From: Eric Dumazet <edumazet@google.com>
To: "David S . Miller" <davem@davemloft.net>,
Neal Cardwell <ncardwell@google.com>,
Yuchung Cheng <ycheng@google.com>,
Soheil Hassas Yeganeh <soheil@google.com>,
Gasper Zejn <zelo.zejn@gmail.com>
Cc: netdev <netdev@vger.kernel.org>,
Eric Dumazet <edumazet@google.com>,
Eric Dumazet <eric.dumazet@gmail.com>
Subject: [PATCH net-next 3/7] tcp: mitigate scheduling jitter in EDT pacing model
Date: Mon, 15 Oct 2018 09:37:54 -0700 [thread overview]
Message-ID: <20181015163758.232436-4-edumazet@google.com> (raw)
In-Reply-To: <20181015163758.232436-1-edumazet@google.com>
In commit fefa569a9d4b ("net_sched: sch_fq: account for schedule/timers
drifts") we added a mitigation for scheduling jitter in fq packet scheduler.
This patch does the same in TCP stack, now it is using EDT model.

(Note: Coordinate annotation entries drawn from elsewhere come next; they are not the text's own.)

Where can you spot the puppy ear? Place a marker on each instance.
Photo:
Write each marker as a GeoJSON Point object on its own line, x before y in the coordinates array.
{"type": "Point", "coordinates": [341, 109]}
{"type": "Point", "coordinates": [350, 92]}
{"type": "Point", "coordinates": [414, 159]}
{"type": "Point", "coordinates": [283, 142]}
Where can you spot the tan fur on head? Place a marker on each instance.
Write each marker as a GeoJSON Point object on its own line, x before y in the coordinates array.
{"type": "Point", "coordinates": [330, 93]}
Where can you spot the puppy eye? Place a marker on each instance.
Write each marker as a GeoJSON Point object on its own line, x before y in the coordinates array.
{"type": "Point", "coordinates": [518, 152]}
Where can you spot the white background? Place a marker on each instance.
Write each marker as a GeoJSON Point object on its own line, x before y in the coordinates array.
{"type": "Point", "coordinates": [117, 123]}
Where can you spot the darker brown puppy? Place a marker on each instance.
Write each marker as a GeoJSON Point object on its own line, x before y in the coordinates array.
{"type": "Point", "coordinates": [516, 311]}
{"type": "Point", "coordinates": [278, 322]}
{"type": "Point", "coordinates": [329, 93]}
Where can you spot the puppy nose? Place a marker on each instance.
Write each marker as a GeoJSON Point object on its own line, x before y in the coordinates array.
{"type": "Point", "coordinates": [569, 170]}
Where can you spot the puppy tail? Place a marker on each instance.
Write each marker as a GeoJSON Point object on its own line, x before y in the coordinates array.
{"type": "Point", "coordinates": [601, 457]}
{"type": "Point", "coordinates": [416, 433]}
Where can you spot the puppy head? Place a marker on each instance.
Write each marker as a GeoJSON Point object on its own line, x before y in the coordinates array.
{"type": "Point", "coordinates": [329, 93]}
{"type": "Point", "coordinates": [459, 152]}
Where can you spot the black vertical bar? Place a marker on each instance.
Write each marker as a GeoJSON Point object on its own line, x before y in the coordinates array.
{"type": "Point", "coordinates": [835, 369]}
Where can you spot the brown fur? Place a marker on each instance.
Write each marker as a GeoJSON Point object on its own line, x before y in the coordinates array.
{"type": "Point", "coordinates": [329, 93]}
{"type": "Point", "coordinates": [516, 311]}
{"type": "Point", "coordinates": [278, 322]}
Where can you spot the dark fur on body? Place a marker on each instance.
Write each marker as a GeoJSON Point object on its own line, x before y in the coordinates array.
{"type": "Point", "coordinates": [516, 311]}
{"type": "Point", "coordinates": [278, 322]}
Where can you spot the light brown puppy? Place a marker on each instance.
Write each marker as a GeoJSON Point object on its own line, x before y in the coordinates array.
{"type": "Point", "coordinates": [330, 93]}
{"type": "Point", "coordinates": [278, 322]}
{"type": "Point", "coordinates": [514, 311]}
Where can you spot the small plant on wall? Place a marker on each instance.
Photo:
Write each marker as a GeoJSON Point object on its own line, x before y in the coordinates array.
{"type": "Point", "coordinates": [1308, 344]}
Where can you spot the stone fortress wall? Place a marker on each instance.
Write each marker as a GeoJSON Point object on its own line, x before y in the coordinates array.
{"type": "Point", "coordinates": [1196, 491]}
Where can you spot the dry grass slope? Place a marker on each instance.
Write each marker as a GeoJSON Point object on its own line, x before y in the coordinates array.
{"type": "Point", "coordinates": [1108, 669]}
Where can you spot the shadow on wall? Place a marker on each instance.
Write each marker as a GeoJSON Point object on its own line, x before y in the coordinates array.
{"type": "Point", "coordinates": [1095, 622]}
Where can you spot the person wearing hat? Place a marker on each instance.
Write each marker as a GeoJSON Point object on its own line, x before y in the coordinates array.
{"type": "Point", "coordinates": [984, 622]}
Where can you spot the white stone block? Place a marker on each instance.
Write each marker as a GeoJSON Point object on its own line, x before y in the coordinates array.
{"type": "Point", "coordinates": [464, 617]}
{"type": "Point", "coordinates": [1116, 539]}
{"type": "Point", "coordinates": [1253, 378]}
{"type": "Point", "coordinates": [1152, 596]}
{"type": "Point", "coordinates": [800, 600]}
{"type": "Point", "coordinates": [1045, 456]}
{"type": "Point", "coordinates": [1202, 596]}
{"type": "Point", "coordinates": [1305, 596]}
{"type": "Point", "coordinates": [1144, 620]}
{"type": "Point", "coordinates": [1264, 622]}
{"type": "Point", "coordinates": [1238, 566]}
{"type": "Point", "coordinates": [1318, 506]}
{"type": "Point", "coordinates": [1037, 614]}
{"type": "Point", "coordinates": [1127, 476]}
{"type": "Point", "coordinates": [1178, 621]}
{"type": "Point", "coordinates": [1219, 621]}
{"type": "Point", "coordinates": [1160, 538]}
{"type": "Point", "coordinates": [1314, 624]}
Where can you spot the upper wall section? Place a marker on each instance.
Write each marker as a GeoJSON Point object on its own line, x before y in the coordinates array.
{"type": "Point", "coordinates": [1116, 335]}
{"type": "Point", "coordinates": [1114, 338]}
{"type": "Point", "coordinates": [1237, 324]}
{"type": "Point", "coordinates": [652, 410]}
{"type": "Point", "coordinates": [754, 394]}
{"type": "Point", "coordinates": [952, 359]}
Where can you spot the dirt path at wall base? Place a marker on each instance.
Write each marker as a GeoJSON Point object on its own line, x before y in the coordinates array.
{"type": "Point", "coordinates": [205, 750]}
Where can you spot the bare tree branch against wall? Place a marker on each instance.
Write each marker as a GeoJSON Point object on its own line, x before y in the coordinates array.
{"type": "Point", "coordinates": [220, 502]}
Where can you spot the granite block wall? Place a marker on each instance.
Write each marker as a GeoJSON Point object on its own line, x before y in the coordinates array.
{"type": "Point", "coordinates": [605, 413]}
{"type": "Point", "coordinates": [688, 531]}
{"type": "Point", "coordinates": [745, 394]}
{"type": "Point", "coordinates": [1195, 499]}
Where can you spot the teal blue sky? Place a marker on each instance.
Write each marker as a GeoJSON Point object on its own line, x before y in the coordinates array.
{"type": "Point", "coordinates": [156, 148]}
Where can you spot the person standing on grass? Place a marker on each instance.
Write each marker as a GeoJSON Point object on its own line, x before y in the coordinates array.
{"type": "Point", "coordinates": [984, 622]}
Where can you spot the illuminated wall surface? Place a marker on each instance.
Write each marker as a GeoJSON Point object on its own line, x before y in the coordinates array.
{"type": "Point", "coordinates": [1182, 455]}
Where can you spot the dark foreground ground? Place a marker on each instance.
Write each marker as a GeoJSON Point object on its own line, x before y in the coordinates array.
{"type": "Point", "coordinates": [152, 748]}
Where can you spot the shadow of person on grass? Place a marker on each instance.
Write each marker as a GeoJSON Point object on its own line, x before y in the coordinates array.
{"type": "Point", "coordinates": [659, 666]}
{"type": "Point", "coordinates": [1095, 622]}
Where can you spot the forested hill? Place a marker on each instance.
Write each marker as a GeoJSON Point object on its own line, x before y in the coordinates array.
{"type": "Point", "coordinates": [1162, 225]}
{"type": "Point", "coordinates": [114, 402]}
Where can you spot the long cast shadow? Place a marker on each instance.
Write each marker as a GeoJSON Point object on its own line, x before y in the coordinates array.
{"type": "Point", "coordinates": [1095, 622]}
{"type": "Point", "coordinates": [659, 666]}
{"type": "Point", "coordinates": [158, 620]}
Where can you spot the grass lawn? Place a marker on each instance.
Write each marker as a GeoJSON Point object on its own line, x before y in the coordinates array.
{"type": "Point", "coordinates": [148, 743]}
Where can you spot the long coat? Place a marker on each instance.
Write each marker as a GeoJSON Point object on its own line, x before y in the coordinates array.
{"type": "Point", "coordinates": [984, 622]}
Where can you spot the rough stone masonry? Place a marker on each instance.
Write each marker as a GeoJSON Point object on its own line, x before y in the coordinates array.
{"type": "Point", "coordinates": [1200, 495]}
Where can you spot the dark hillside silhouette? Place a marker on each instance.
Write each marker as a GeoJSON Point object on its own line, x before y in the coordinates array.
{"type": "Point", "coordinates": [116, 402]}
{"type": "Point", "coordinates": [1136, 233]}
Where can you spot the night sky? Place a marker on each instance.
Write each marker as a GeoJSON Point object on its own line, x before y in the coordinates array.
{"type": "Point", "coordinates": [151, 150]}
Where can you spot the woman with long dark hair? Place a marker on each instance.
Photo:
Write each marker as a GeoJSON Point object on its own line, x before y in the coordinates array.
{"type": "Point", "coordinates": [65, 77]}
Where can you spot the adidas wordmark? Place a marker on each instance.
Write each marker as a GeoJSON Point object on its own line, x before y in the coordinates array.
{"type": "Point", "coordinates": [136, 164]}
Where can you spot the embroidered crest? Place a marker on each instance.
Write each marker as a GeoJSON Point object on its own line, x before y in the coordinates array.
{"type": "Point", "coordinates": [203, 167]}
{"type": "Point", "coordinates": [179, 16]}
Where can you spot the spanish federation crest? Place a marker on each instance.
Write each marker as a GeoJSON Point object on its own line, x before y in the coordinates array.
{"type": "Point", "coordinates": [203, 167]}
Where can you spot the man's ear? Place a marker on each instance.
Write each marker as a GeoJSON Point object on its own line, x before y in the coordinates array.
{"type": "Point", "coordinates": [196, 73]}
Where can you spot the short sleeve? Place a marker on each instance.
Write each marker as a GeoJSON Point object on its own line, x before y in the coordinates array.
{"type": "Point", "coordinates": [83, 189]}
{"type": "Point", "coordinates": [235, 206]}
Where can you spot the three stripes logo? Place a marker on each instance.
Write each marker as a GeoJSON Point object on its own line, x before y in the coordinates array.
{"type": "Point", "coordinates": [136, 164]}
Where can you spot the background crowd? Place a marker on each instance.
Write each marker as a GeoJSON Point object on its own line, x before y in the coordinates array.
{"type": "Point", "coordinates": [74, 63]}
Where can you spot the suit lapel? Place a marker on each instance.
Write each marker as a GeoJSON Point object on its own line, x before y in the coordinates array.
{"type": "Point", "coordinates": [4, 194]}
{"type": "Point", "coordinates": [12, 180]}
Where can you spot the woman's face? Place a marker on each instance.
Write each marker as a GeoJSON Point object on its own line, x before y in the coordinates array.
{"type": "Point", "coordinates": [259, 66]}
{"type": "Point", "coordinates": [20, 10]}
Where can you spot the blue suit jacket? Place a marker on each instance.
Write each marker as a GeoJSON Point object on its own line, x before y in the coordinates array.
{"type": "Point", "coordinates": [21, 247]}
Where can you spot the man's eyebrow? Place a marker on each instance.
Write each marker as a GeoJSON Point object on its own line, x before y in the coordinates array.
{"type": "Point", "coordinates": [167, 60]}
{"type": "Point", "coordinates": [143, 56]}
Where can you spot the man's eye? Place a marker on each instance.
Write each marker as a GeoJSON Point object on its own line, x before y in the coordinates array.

Note that this mitigation is valid for both external (fq packet scheduler)
or internal TCP pacing.
This uses the same strategy than the above commit, allowing
a time credit of half the packet currently sent.
Consider following case :
An skb is sent, after an idle period of 300 usec.
The air-time (skb->len/pacing_rate) is 500 usec
Instead of setting the pacing timer to now+500 usec,
it will use now+min(500/2, 300) -> now+250usec
This is like having a token bucket with a depth of half
an skb.
Tested:
tc qdisc replace dev eth0 root pfifo_fast
Before
netperf -P0 -H remote -- -q 1000000000 # 8000Mbit
540000 262144 262144 10.00 7710.43
After :
netperf -P0 -H remote -- -q 1000000000 # 8000 Mbit
540000 262144 262144 10.00 7999.75 # Much closer to 8000Mbit target
Signed-off-by: Eric Dumazet <edumazet@google.com>
---
net/ipv4/tcp_output.c | 19 +++++++++++++------
1 file changed, 13 insertions(+), 6 deletions(-)
diff --git a/net/ipv4/tcp_output.c b/net/ipv4/tcp_output.c
index f4aa4109334a043d02b17b18bef346d805dab501..5474c9854f252e50cdb1136435417873861d7618 100644
--- a/net/ipv4/tcp_output.c
+++ b/net/ipv4/tcp_output.c
@@ -985,7 +985,8 @@ static void tcp_internal_pacing(struct sock *sk)
sock_hold(sk);
}
-static void tcp_update_skb_after_send(struct sock *sk, struct sk_buff *skb)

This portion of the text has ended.